Why Cooking & Cleaning Feels Complicated
Confession: My house is almost always dirty.
I'm not talking the ‘mail on the counter, clothes on the bathroom floor’ kind of dirty. I'm talking dusty, cobwebbed corners, sinks that need to be scrubbed dirty. It's deep rooted. But here's the thing: I have a visceral response to the idea of spending hours cleaning it. It makes me cringe.
Because in my mind, those are hours that I should be spending working on my business. I'm a modern woman after all - whatever that means. To be stuck in the kitchen with a mop in hand for an afternoon seems antiquated and unrealistic. I have meetings to take, books to edit, a magazine to write and produce, an event series to host-- you know-- business responsibilities. And I can't help but feel like I'm failing in some way if I take time out from all that to get elbow-deep in bleach for an afternoon.
I had a boss once who was a vocal feminist. Actually, most of my bosses have been strong, brilliant women who empower other women. I've worked for a whole line of feminists. But anyway, this one woman had a cleaner and a nanny to manage the household tasks so she could focus on growing her business. As a young woman, that is what I assumed it meant to be a feminist. I assumed it meant you shouldn't be spending time doing housework. Instead, you should focus on business things and ignore the unpaid work of the home.
I know differently now. I've met new kinds of women, witnessed new kinds of feminism, new versions of strength. But I still feel this every time I pick up a broom or start chopping onions. And yet - I have always enjoyed cooking.

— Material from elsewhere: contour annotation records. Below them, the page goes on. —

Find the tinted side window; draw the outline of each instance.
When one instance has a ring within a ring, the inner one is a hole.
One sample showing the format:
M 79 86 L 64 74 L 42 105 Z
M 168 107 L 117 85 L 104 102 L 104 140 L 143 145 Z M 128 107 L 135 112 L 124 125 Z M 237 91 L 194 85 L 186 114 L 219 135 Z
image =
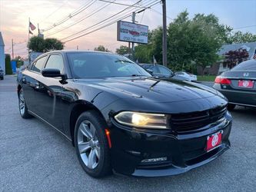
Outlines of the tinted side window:
M 46 58 L 47 58 L 47 56 L 39 58 L 38 61 L 36 61 L 35 65 L 32 67 L 31 70 L 41 73 L 41 71 L 45 65 Z
M 151 69 L 153 71 L 154 73 L 158 73 L 158 68 L 155 65 L 142 65 L 145 69 Z
M 161 74 L 171 74 L 171 71 L 167 68 L 165 68 L 163 66 L 158 66 L 158 68 Z
M 255 71 L 256 70 L 256 60 L 249 60 L 241 62 L 235 66 L 231 71 Z
M 45 68 L 57 68 L 61 73 L 64 72 L 64 63 L 61 55 L 52 55 L 48 58 Z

It's something that not only brings me great joy but also allows me to nourish myself and the people I love most.
I guess what I mean to say is this: it feels complicated sometimes-- teasing apart the millions of overt and subtle messages we’ve been fed about womanhood and feminism, about what success means and what it looks like. It's tricky to whittle it all down and inspect each piece individually, identifying which beliefs we want to hold tightly to - and which we’d be better off setting free.